Water lilies blooming at Malyadi Bird Sanctuary, Kundapura.

But there was more to Kundapura – Malyadi Bird Sanctuary was just a sampler of the vast treats it had in store for us down the backwaters. Our boat meandered through a jumble of mangroves along the Panchagangavali River, a treasure trove of flora and fauna hidden amidst its tangled roots and branches. A vital coastal ecosystem, mangroves also act as conducive breeding grounds for fish, shielding them against predation and strong water currents. A fascinating phenomenon we came across while cruising here was the immense presence of seashells in the backwaters; so much so that there were even entirely shell-made islands jutting out of the water. The boatman told us that the extraction of seashells was a big business there, with large quantities being supplied all over the country.

A seashell island against the backdrop of a mangrove forest, in Kundapura.

Learning of our interest in birds, he offered to take us to an island that he usually took picnic parties to, warning us that we would need to wade through water to get there, as it was too shallow for the boat to paddle through. All our apprehensions disappeared as we sighted flocks of whimbrels, curlews, Crab Plovers, Dunlins, Great Knots, Black-tailed Godwits, terns and gulls, all jostling against each other on that island. Wading through water never seemed more inviting!

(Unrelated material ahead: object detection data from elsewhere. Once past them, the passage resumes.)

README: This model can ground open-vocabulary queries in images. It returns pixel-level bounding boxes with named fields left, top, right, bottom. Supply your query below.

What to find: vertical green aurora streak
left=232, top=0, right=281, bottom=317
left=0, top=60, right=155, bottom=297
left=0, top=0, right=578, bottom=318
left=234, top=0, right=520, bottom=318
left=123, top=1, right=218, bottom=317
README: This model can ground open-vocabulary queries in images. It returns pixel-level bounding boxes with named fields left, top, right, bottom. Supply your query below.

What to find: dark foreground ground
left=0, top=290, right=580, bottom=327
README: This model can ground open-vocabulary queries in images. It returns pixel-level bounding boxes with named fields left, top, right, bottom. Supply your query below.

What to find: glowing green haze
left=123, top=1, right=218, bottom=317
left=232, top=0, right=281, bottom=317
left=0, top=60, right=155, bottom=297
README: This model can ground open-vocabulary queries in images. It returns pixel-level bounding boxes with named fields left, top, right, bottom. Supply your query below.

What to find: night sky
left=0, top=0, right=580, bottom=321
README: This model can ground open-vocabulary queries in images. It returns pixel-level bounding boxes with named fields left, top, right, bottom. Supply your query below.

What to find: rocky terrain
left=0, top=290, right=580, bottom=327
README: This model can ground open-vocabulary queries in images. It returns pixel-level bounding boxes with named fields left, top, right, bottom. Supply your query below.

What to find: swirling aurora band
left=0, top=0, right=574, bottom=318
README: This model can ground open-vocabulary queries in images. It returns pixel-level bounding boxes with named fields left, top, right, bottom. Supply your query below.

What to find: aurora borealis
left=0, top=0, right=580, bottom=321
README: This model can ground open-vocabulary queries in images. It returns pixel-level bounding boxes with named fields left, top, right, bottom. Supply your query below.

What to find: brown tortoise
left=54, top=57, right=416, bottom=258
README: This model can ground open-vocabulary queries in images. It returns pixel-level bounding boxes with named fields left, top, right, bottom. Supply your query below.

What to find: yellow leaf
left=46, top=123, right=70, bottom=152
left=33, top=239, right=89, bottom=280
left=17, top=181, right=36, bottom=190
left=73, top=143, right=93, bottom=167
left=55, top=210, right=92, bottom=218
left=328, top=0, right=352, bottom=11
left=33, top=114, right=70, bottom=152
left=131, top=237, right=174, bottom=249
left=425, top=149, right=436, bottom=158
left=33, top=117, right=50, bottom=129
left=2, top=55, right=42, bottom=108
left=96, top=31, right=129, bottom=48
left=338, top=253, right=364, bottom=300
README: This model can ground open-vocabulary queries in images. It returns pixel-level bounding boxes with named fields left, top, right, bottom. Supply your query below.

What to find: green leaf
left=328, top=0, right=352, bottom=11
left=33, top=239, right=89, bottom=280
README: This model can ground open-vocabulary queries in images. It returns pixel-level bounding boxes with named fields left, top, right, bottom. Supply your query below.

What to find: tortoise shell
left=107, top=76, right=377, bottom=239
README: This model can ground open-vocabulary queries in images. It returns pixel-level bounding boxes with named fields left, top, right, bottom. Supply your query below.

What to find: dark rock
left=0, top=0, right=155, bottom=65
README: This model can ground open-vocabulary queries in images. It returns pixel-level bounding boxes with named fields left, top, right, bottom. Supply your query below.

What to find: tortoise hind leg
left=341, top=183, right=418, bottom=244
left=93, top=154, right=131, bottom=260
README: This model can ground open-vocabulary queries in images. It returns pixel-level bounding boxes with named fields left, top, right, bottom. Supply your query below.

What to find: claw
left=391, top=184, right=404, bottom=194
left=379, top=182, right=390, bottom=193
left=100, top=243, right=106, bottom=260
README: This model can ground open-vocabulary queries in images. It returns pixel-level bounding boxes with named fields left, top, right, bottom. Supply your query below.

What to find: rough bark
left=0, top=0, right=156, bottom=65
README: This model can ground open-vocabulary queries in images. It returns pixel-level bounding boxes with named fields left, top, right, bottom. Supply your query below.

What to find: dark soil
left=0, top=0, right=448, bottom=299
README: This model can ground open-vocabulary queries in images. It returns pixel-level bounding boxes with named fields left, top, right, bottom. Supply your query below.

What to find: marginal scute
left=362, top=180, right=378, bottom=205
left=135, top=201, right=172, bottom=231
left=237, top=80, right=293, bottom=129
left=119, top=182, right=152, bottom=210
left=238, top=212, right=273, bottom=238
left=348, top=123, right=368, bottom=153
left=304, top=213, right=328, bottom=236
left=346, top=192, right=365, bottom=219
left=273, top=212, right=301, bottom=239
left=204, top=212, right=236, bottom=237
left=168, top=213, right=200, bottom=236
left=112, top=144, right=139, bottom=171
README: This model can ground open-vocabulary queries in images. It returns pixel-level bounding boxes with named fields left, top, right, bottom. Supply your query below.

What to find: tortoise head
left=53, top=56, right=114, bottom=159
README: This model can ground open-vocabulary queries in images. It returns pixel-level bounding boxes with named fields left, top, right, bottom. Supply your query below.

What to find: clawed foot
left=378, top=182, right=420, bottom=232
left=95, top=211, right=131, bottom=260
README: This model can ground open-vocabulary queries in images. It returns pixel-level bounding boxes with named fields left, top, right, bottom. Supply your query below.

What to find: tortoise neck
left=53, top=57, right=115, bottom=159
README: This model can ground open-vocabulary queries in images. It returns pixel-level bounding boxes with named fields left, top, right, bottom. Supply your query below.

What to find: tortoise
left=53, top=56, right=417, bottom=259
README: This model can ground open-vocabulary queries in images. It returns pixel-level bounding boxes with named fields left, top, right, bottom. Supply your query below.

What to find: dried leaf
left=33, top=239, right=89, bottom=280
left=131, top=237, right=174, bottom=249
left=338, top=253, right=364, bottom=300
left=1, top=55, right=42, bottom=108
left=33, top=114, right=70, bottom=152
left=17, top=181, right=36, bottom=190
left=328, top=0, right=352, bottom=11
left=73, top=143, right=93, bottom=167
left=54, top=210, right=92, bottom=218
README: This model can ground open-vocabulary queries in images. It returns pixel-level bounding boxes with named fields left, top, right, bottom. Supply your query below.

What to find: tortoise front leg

A mixed flock of Caspian Terns, Lesser Crested Terns and Brown-headed Gulls.

The beautiful, gentle-looking Crab Plover – an expert at breaking open molluscs and crabs by pounding them mercilessly with its heavy bill.

Great Knots

We would have happily spent hours observing these winged beauties had the boatman not warned us about the rising tide, as the sun began setting. The little island that we were on was fast submerging, and as we pushed away in our boat, we watched the water gobble up the island – inch by inch, foot by foot – within a matter of minutes. Wonders galore, is how we could best sum it up!

Finally, the last leg of our coastal sojourn took us to Byndoor, thirty minutes away from Kundapura. Unbeknownst to us, we had saved the best for last. The beach along Someshwara Temple in Byndoor, adjoining an estuary, was a revelation. The region is a flourishing hotspot for marine life, and during low tide, a wonderful spectrum presents itself. Mussel and algae laden rocks, pools of water collected in the rocky landscape, and an array of marine life concealed in them – it was enough to make us feel like explorers from a wildlife television channel. Struck with wonder, we observed quirky little crabs that disappeared into the sand in the blink of an eye, and brightly coloured fish trying to camouflage themselves, even as sandpipers and plovers scurried eagerly amongst the rocks, scouring for delicious titbits.

This beachside location acts as a supermarket not only for birds but humans as well. Groups of large crabs are found within the landscape’s rocky nooks, and I looked on as a person approached one such group, scooped out just a single crab from the bunch, and left satiated. I believe this is what we should all practise to sustain the natural world – take no more than you need. 

The landscape at Byndoor.

Common Sandpiper

Lesser Sand Plover

Eurasian Whimbrel

The charm of Byndoor was exceedingly magnetic and we found ourselves spending entire days watching the antics of crabs as they darted in and out of their burrows, creating beautiful patterns on the sand. At one place, my husband lay down on the ground to take an eye level photograph, and to my horror, I saw that what looked like an ant colony from afar was actually a ‘crab town’, buzzing with thousands of tiny crabs!

When it was time to pack up and be homeward bound, we understood what the term ‘dragging one’s feet’ was all about. That week spent in coastal Karnataka in search of waders was definitely amongst the best trips we had been on in a long, long time. And yet, we realised that we had just scratched the surface, and there were many more nuances to these beautiful seaside towns. Perhaps with a little bit more patience in waiting out the disruptive pandemic, we should be able to savour the delights of coastal Karnataka sooner than we think!